Configuration Charades-STA R@0.7 ActivityNet mIoU Description
F2G Full 25.7% 45.7 Full Model
w/o SIGReg 24.1% 44.2 Removed geometric regularization, -1.6
w/o Stage-1 20.9% 41.8 No pre-training, -4.8
w/o ID Citation 21.5% 41.1 Removed ID constraint, -4.2
w/o Visual Evidence 22.1% 41.5 Using only intervals without visual tokens, -3.6

Key Findings

  • Stage-1 pre-training and SIGReg are critical; their removal leads to a 4-5 point drop, especially at high IoU thresholds.
  • Evidence citation (ID constraint) provides the largest gain (~3-4%), as explicit event commitment significantly improves stability.
  • Stable cross-model transfer: The same F2G-FT scheme applied to LLaVA and Qwen2.5 backbones consistently yields a +3-9% mIoU improvement.
  • Stability Analysis: F2G's \(|\Delta\text{IoU}|\) distribution (between two independent decodes) is more concentrated around 0; variance is much lower than the baseline, proving evidence constraints reduce inference instability.

Highlights & Insights

  • Simplicity of Paradigm Shift: Identify-then-Measure aligns with human cognition and naturally solves numerical stability; it is transferable to other localization-heavy tasks (spatial detection, dense captioning).
  • Ingenuity of Multi-View Latent Prediction: Uses predictability differences between global and local views to automatically learn boundary features without explicit labels—an elegant self-supervised signal.
  • Modularity and Transferability: The three-stage pipeline is decoupled and easily adapts to various Video-LLM backbones.
  • Low Computational Cost: Adds only 0.5B parameters (~6% relative to an 8B model), with inference latency < 5%, and evidence serialization only adds 100-200 tokens.

Limitations & Future Work

  • Accuracy is capped by the evidence pool quality—if the ground truth event is not in the Top-K candidates, the LLM will fail.
  • \(K\)-value sensitivity: Currently fixed at Top-8, which may require adaptation for extremely long videos (hours).
  • Domain generalization: Training data mixes DiDeMo/ActivityNet; performance in disparate domains like News/Sports remains untested.
  • Future directions: (1) Dynamic/Recursive evidence pools for multi-round refinement; (2) Uncertainty estimation to support rejection; (3) RL fine-tuning of Stage-3 using IoU rewards.
  • vs.
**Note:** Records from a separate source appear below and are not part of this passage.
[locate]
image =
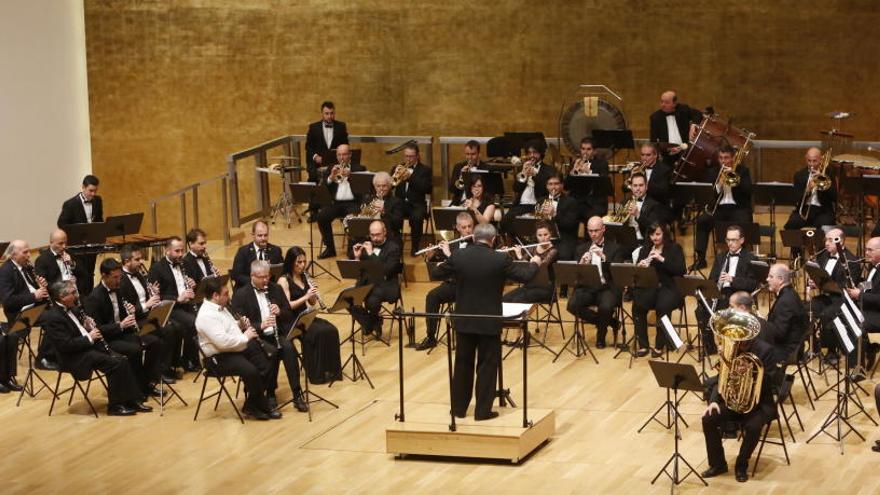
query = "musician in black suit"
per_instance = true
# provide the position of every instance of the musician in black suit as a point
(386, 289)
(480, 273)
(470, 163)
(259, 249)
(196, 261)
(176, 285)
(414, 189)
(732, 272)
(20, 289)
(601, 252)
(667, 258)
(734, 204)
(445, 292)
(529, 192)
(81, 350)
(116, 318)
(85, 207)
(344, 200)
(264, 304)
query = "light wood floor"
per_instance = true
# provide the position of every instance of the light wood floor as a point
(596, 448)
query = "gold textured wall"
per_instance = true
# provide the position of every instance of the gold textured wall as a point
(176, 85)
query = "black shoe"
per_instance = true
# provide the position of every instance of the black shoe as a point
(713, 472)
(120, 410)
(428, 343)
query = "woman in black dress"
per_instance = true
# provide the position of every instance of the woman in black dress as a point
(320, 342)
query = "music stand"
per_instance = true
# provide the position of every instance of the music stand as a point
(314, 195)
(572, 273)
(675, 377)
(347, 299)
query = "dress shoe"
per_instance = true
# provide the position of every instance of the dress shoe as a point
(713, 471)
(120, 410)
(489, 415)
(427, 343)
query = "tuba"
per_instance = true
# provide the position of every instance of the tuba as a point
(741, 372)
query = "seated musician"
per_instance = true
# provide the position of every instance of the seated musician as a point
(601, 252)
(588, 163)
(732, 272)
(470, 163)
(116, 318)
(445, 292)
(261, 249)
(734, 203)
(20, 289)
(344, 202)
(414, 186)
(667, 258)
(134, 288)
(533, 188)
(231, 347)
(196, 261)
(80, 348)
(320, 341)
(264, 304)
(169, 274)
(387, 289)
(827, 305)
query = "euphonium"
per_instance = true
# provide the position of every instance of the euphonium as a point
(741, 372)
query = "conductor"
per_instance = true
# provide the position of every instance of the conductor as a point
(480, 272)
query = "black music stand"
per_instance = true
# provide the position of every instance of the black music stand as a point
(316, 195)
(676, 376)
(347, 299)
(571, 273)
(628, 275)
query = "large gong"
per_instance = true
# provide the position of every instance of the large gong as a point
(576, 124)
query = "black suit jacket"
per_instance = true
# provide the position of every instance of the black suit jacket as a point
(315, 142)
(72, 211)
(241, 265)
(480, 273)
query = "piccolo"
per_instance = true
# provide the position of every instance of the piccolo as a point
(437, 246)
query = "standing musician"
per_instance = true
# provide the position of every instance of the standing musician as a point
(81, 350)
(480, 203)
(387, 289)
(445, 292)
(320, 341)
(470, 163)
(265, 305)
(116, 318)
(732, 271)
(667, 258)
(261, 249)
(413, 185)
(530, 185)
(344, 201)
(196, 261)
(601, 252)
(734, 204)
(176, 285)
(85, 207)
(231, 347)
(480, 273)
(589, 163)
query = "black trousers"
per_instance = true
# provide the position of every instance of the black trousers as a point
(480, 352)
(605, 299)
(724, 213)
(253, 368)
(751, 423)
(442, 294)
(326, 215)
(663, 301)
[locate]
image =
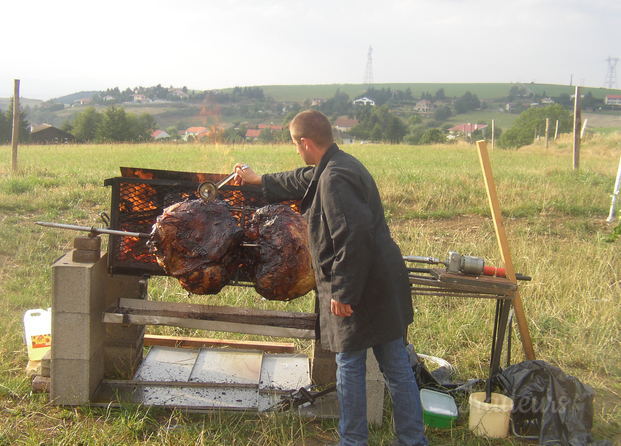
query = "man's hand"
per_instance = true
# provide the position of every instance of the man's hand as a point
(246, 174)
(339, 309)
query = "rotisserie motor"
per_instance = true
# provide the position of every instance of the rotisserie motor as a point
(198, 243)
(281, 264)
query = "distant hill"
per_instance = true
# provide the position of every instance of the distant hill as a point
(188, 112)
(299, 93)
(5, 103)
(71, 98)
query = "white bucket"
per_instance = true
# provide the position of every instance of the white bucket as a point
(38, 332)
(489, 419)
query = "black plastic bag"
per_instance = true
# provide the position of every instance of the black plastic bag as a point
(549, 405)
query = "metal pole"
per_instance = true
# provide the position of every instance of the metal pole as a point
(15, 132)
(577, 129)
(615, 195)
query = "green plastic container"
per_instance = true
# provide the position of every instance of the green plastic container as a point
(439, 409)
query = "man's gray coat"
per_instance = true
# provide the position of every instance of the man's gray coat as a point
(355, 260)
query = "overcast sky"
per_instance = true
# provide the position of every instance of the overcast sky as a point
(61, 47)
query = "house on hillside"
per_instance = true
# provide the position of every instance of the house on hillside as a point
(83, 101)
(423, 106)
(344, 124)
(270, 126)
(612, 99)
(48, 134)
(178, 92)
(195, 133)
(159, 135)
(364, 101)
(465, 130)
(140, 98)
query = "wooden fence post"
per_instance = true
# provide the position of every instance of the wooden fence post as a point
(577, 129)
(15, 132)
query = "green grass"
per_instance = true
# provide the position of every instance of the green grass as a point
(435, 202)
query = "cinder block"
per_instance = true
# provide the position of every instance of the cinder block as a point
(76, 335)
(121, 362)
(74, 381)
(117, 334)
(77, 286)
(118, 285)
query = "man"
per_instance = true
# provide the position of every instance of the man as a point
(362, 282)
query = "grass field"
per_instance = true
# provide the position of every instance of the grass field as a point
(435, 202)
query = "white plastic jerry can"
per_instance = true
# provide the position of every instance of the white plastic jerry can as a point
(38, 332)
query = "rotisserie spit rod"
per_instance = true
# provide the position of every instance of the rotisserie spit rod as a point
(93, 230)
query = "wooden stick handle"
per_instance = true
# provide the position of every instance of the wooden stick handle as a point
(503, 244)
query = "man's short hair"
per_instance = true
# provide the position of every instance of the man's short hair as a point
(313, 125)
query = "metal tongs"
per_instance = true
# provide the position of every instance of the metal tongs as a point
(208, 190)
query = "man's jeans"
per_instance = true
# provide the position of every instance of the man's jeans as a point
(394, 363)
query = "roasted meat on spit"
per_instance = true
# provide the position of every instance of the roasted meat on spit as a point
(198, 243)
(281, 263)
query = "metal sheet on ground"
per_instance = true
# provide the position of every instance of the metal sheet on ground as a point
(227, 367)
(284, 372)
(167, 364)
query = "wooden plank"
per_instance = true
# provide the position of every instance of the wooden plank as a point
(201, 324)
(193, 342)
(137, 383)
(285, 319)
(471, 284)
(503, 244)
(484, 283)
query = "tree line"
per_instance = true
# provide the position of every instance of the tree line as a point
(6, 125)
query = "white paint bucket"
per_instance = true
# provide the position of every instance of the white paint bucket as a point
(489, 419)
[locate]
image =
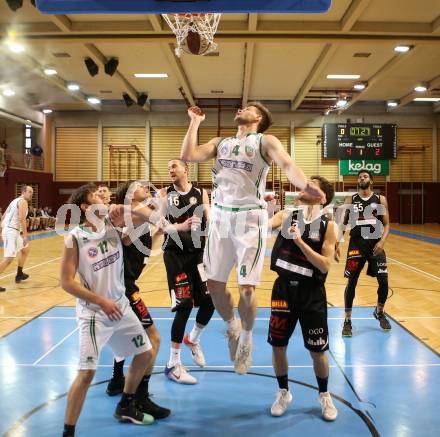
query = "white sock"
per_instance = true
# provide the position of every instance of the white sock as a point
(245, 336)
(174, 357)
(196, 332)
(232, 325)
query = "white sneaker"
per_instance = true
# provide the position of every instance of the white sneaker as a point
(284, 398)
(233, 337)
(243, 357)
(178, 373)
(196, 351)
(329, 411)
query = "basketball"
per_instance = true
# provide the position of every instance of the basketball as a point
(195, 44)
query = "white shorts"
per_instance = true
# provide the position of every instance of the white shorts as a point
(236, 238)
(126, 336)
(12, 242)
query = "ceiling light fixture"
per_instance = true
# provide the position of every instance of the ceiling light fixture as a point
(150, 75)
(343, 76)
(50, 71)
(73, 87)
(427, 99)
(392, 103)
(8, 93)
(402, 49)
(93, 100)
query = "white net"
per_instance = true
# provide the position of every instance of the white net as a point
(204, 24)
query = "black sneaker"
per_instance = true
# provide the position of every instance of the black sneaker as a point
(147, 406)
(383, 321)
(21, 277)
(132, 414)
(346, 329)
(115, 386)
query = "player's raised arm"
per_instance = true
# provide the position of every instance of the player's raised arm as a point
(273, 148)
(191, 152)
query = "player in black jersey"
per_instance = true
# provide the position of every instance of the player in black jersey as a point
(367, 212)
(301, 256)
(188, 206)
(136, 254)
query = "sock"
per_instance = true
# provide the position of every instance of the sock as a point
(142, 390)
(283, 382)
(118, 369)
(196, 332)
(245, 336)
(126, 399)
(232, 325)
(69, 430)
(322, 384)
(174, 357)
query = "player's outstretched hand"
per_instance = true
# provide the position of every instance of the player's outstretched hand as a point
(195, 113)
(111, 309)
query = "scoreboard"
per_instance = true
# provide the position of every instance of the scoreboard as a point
(359, 141)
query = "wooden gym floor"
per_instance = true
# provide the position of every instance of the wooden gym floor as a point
(414, 278)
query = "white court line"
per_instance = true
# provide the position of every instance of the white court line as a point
(214, 318)
(357, 366)
(54, 347)
(32, 267)
(415, 269)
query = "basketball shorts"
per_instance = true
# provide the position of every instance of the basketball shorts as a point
(126, 336)
(186, 278)
(236, 238)
(359, 252)
(12, 242)
(292, 301)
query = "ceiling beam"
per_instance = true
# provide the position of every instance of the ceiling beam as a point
(408, 98)
(327, 53)
(36, 68)
(249, 60)
(435, 25)
(380, 74)
(173, 60)
(353, 12)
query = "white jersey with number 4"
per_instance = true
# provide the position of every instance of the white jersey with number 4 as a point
(239, 173)
(100, 263)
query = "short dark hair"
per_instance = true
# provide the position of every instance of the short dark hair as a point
(80, 195)
(266, 120)
(121, 191)
(366, 171)
(327, 187)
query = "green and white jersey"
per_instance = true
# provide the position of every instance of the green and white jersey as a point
(239, 173)
(100, 263)
(11, 219)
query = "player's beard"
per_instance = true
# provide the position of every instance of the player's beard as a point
(364, 185)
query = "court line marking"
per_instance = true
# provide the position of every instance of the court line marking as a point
(213, 318)
(415, 269)
(231, 366)
(32, 267)
(55, 346)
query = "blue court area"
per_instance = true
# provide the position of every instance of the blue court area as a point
(384, 384)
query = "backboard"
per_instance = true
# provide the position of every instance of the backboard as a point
(179, 6)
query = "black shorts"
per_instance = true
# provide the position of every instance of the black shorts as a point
(186, 285)
(359, 252)
(140, 309)
(293, 301)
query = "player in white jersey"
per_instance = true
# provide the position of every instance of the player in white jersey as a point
(238, 222)
(94, 251)
(14, 243)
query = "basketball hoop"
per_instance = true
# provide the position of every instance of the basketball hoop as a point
(194, 32)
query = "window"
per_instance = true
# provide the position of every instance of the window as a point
(27, 138)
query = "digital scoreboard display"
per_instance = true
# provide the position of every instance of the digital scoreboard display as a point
(359, 141)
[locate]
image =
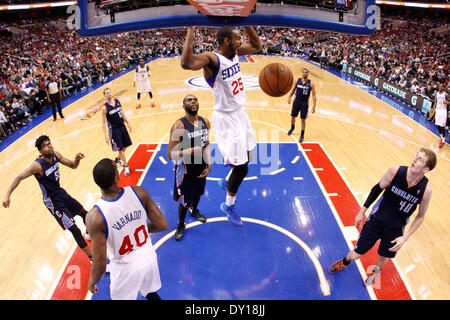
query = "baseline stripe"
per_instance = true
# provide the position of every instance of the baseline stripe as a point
(392, 286)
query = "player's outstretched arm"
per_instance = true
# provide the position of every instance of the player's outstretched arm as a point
(34, 168)
(189, 61)
(253, 45)
(96, 229)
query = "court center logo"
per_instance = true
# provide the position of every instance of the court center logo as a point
(251, 81)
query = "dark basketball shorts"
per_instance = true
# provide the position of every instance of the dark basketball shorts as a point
(300, 107)
(187, 187)
(119, 137)
(373, 231)
(63, 208)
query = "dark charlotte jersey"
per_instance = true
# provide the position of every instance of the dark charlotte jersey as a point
(194, 136)
(303, 90)
(49, 182)
(114, 114)
(398, 202)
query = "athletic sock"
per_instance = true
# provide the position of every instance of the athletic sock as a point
(230, 200)
(181, 215)
(345, 262)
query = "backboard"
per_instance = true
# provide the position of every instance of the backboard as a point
(98, 17)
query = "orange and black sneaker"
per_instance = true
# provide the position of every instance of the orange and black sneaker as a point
(337, 266)
(373, 276)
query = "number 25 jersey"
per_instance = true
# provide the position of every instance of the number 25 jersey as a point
(227, 85)
(125, 219)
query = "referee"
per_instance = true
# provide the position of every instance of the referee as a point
(54, 97)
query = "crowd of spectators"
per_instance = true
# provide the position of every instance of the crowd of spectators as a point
(404, 52)
(408, 53)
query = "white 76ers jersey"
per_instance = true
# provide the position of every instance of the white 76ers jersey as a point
(125, 218)
(227, 85)
(143, 73)
(440, 99)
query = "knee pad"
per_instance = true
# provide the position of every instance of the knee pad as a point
(236, 177)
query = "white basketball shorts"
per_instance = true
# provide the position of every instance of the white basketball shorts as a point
(143, 86)
(234, 135)
(140, 275)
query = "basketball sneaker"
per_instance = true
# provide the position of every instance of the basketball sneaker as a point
(197, 215)
(373, 276)
(118, 161)
(231, 214)
(290, 131)
(336, 266)
(223, 183)
(179, 232)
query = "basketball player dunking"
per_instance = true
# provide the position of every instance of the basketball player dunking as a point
(234, 133)
(142, 74)
(302, 90)
(441, 113)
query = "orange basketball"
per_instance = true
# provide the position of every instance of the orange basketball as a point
(275, 79)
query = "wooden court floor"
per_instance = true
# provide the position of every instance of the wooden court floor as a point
(362, 135)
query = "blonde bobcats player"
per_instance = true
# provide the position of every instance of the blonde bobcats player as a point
(142, 74)
(234, 133)
(441, 113)
(118, 225)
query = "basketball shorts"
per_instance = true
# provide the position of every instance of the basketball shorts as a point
(300, 107)
(143, 86)
(119, 137)
(440, 117)
(187, 186)
(234, 135)
(140, 275)
(63, 208)
(373, 231)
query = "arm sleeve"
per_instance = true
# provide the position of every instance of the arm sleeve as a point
(373, 195)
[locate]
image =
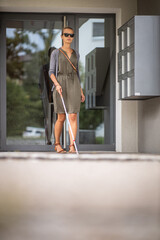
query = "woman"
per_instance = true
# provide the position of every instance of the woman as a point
(65, 76)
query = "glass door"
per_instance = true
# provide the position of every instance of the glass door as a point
(26, 107)
(97, 70)
(29, 40)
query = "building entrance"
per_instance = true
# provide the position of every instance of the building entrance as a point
(27, 118)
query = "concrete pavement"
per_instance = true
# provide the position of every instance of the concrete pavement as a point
(98, 196)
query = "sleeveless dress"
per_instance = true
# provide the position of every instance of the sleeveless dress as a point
(69, 81)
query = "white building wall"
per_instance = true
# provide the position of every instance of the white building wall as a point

TimeChat / VTimeLLM: These methods improve within the direct regression framework (injecting cues, discretizing time), but remain unconstrained; F2G makes reasoning controllable through evidence constraints.
  • vs. Self-supervised Video Representation: Prior works focused on transfer learning; F2G innovatively applies predictive pre-training directly to event discovery for VTG.
  • vs. Dense Video Captioning: Both involve event localization; the evidence pool concept in F2G can be adapted to captioning systems for traceable event descriptions.

Rating

  • Novelty: ⭐⭐⭐⭐ Identify-then-Measure is a sensible new perspective; multi-view prediction for boundary learning is also novel despite individual components not being radical.
  • Experimental Thoroughness: ⭐⭐⭐⭐⭐ 3 VTG benchmarks + cross-backbone validation + comprehensive ablations + stability evidence.
  • Writing Quality: ⭐⭐⭐⭐ Logical and easy to follow; methodology is clear, though some discussions could go deeper.
  • Value: ⭐⭐⭐⭐⭐ High practical value for VTG; F2G's versatility suggests it will be adopted and extended by future work.